Alcaucín museum project aims to bring Neanderthal man discovery to the public

The Zafarraya cave where the Neanderthal remains were found.
The Zafarraya cave where the Neanderthal remains were found. / SUR
  • The town hall wants to convert the current art and popular culture building into a centre dedicated to the history of Neanderthals in the area

The council in Alcaucín has announced that it is working towards converting the town's museum into a centre dedicated to the Neanderthal man whose remains were discovered in the early 1980s near the 'Boquete de Zafarraya', just north of Alcaucín. It would also explain how the area acted as a border between the provinces of Malaga and Granada during medieval times.

The existing art and popular culture museum was opened in 2014, but has failed to attract high numbers of visitors. The new name for the site would be 'Centro de Interpretación del Neandertal y Alcaucín Tierra de Fronteras,' (Neanderthal interpretation centre and Alcaucín, borderlands).

It is estimated that the conversion would require a 200,000 euro investment. According to the mayor, Mario Blancke, the area is home to one of the settlements with the highest number of Neanderthal remains discovered in Spain. The jaw, tibia and a number of femur bones which date as far back as 35,000 years BC were unearthed during a dig in the early 1980s and the findings led to important discoveries about the life of this extinct species.

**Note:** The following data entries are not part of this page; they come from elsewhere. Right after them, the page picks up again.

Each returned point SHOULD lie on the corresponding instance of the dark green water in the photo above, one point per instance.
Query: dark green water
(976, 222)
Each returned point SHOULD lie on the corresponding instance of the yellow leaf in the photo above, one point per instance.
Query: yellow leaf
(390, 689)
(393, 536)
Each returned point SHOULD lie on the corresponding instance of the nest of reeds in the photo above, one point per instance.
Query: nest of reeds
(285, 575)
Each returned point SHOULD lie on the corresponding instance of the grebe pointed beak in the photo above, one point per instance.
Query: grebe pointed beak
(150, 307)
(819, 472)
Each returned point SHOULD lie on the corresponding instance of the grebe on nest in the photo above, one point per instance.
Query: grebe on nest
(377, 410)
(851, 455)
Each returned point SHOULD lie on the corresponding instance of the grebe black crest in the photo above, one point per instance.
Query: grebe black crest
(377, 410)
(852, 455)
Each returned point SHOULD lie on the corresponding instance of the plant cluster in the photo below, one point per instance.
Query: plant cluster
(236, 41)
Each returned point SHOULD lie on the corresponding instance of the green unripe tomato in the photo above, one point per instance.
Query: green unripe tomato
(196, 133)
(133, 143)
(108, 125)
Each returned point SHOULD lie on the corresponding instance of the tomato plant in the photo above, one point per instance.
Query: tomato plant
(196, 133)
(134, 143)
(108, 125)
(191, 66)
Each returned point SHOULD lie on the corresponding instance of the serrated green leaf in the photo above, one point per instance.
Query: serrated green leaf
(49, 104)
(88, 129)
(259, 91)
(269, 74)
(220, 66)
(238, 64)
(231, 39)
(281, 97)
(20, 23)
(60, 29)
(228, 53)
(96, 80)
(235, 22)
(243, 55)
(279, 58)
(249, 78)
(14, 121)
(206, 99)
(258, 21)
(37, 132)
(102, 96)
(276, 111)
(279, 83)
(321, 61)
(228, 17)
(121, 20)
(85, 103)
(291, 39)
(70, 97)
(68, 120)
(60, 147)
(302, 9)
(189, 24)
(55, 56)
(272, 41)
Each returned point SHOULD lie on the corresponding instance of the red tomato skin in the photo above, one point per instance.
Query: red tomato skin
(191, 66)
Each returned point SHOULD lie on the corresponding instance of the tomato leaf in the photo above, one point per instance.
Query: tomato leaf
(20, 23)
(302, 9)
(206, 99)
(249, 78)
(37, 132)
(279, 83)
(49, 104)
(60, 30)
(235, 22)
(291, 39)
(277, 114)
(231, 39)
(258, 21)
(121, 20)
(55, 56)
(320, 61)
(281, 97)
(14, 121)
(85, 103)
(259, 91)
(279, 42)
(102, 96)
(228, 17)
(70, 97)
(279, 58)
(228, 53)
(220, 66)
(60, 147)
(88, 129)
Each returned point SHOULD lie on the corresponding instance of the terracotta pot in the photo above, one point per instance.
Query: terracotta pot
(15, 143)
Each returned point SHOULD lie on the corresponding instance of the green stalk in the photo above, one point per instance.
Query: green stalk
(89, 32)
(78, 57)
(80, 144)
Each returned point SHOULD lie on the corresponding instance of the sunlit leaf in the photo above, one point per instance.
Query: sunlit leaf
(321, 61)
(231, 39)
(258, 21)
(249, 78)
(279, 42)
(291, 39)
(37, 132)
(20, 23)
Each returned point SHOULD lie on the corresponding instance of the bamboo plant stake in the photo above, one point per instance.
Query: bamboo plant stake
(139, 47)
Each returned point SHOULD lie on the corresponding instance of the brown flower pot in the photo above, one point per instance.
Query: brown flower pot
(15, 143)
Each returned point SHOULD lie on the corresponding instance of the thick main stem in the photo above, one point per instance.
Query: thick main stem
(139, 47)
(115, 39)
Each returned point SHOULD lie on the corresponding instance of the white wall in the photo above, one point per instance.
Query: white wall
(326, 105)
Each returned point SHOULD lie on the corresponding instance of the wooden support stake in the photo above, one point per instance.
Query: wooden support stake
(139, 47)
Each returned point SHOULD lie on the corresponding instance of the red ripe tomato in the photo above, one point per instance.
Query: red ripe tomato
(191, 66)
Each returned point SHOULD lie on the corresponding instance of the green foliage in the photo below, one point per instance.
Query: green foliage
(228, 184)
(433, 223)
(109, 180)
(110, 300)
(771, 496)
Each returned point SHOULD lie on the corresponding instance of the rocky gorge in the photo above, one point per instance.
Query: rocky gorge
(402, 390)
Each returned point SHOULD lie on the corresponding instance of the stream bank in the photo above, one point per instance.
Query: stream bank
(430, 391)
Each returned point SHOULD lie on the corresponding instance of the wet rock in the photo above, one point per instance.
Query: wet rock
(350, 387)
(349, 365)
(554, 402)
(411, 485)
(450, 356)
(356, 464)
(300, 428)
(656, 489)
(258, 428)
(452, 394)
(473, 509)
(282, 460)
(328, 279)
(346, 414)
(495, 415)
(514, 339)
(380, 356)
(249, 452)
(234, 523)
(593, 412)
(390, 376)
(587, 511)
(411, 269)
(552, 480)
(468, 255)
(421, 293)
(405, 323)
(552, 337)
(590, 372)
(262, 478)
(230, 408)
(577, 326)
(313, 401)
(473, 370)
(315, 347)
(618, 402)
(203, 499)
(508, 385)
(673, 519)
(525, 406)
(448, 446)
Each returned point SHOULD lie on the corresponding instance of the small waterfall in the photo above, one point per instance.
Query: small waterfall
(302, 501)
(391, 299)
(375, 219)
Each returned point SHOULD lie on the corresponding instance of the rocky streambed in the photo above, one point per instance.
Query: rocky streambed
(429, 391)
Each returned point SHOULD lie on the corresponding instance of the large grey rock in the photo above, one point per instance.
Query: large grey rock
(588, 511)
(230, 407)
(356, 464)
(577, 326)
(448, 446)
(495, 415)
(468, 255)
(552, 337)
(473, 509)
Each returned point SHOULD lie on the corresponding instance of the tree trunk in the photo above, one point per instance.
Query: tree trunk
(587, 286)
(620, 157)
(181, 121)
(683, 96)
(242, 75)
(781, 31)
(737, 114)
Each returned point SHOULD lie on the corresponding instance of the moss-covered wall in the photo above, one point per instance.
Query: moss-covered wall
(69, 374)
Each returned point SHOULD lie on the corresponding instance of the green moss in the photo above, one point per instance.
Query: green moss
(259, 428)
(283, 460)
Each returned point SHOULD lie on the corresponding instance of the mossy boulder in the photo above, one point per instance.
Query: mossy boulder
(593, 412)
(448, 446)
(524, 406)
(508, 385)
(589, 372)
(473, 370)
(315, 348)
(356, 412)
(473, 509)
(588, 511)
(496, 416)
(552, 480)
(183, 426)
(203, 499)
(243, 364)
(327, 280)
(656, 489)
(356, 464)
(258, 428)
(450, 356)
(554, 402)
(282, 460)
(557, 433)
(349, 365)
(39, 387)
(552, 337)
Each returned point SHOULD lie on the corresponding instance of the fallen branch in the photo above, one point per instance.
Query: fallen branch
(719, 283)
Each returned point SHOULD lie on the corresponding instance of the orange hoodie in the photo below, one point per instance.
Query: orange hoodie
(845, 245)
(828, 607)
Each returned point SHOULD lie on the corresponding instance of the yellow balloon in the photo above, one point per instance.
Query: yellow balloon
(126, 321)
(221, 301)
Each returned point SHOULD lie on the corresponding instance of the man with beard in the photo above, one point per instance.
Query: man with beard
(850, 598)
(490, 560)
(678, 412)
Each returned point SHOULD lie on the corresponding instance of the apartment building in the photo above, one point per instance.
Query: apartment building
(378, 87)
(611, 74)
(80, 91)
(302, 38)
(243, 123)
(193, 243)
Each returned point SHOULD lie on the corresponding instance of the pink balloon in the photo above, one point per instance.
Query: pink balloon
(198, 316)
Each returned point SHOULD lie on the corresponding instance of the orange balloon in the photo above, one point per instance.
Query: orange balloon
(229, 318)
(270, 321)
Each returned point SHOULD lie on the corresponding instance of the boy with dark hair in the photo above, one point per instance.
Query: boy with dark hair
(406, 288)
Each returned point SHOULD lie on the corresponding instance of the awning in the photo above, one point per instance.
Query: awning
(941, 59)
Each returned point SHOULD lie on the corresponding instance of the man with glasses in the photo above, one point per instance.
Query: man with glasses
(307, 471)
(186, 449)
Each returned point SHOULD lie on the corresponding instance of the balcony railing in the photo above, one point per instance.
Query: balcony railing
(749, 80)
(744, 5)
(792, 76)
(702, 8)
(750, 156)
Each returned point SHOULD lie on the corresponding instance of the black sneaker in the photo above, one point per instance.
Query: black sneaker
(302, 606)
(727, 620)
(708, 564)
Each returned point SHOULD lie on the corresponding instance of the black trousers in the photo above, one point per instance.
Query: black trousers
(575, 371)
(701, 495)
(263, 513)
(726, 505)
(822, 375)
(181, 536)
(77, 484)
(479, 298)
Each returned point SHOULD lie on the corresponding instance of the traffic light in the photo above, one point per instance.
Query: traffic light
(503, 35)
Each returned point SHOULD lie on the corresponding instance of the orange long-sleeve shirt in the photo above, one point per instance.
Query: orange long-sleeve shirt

The opening of the interpretation centre would allow Alcaucín to demonstrate the importance of the discovery in the Boquete de Zafarraya cave, also known as the Zafarraya cave.


The first official archaeological excavations took place between 1981 and 1983. The cave opening is at the bottom of a limestone cliff at 1,022 metres above sea level. The cave itself is small and only goes 20 metres back into the rock, while its width varies between just 500 centimetres in places to 2.5 metres. It is believed that the cave was only used as a base by up to 10 Neanderthals during summer months while hunting.

Blancke added that the town hall, along with Malaga's Diputación will invest the 200,000 euros. They will collaborate with Vélez-Málaga's Museo Municipal de Vélez (MUVEL) and Vélez-Málaga town hall's archaeologist, Emilio Martín, who said, “We aim to have the centre open in October 2018.”

According to Blancke, the centre will also explain the history of the Zalia fortress, which also belongs to Alcaucín and is situated near the Malaga to Granada road which passes through the Boquete de Zafarraya.